Astragalus polysaccharide restores insulin secretion impaired by lipopolysaccharides through the protein kinase B /mammalian target of rapamycin/glucose transporter 2 pathway

Lipopolysaccharide (LPS)-induced dysfunction of pancreatic β-cells leads to impaired insulin (INS) secretion. Astragalus polysaccharide (APS) is a bioactive heteropolysaccharide extracted from Astragalus membranaceus and is a popular Chinese herbal medicine. This study aimed to elucidate the mechanisms by which APS affects INS secretion from β-cells under LPS stress.

APS restored GSIS in LPS-stimulated pancreatic β-cells by activating the Akt/mTOR/GLUT2 signaling pathway.

Rat insulinoma (INS-1) cells were treated with LPS at a low, medium, or high concentration of APS. Glucose-stimulated insulin secretion (GSIS) was evaluated using an enzyme-linked immunosorbent assay (ELISA). Transcriptome sequencing was used to assess genome-wide gene expression. Kyoto Encyclopedia of Genes and Genomes (KEGG) enrichment analysis was used to determine the signaling pathways affected by APS. Quantitative reverse transcription-polymerase chain reaction (qRT-PCR) was performed to evaluate the gene expression of glucose transporter 2 (GLUT2), glucokinase (GCK), pancreatic duodenal homeobox-1 (PDX-1), and INS. Western blot analysis was used to detect the protein expression of phosphorylated protein kinase B (p-Akt), total Akt (t-Akt), phosphorylated mammalian target of rapamycin (p-mTOR), total mTOR (t-mTOR), and GLUT2.

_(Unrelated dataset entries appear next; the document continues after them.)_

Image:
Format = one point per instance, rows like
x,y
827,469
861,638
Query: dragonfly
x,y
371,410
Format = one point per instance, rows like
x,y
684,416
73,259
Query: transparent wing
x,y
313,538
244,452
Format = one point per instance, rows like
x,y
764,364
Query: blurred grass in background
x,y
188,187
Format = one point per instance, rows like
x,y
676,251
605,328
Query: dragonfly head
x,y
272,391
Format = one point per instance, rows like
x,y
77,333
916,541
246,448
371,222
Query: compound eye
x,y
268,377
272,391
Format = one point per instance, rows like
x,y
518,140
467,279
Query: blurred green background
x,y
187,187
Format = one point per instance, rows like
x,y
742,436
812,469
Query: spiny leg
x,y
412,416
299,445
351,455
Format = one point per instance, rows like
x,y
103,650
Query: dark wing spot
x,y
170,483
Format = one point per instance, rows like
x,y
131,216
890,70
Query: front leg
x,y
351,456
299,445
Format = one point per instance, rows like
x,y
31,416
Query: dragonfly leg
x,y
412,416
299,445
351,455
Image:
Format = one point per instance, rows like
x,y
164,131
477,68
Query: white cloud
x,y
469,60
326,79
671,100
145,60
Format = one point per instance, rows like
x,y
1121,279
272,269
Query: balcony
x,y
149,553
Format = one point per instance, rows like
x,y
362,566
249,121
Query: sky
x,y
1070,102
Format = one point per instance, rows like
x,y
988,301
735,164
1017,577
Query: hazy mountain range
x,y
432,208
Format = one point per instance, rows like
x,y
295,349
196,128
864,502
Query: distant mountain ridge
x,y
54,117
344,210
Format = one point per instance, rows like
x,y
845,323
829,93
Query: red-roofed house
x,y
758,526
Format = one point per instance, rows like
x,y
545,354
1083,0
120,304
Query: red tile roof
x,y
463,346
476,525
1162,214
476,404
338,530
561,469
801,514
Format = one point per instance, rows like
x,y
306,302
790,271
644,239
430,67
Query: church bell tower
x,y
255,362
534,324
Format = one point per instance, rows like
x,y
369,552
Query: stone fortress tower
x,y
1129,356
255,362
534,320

LPS decreased GLUT2, GCK, PDX-1, and INS expression and reduced GSIS. These LPS-induced decreases in gene expression and GSIS were restored by APS treatment. In addition, transcriptome sequencing in combination with KEGG enrichment analysis revealed changes in the INS signaling pathway following APS treatment. LPS decreased p-Akt and p-mTOR expression, which was restored by APS treatment. The restorative effects of APS on GSIS as well as on the expression of GLUT2, GCK, PDX-1, and INS were abolished by treatment with the Akt inhibitor MK2206 or the mTOR inhibitor rapamycin (RPM). Conclusions: APS restored GSIS in LPS-stimulated pancreatic β-cells by activating the Akt/mTOR/GLUT2 signaling pathway.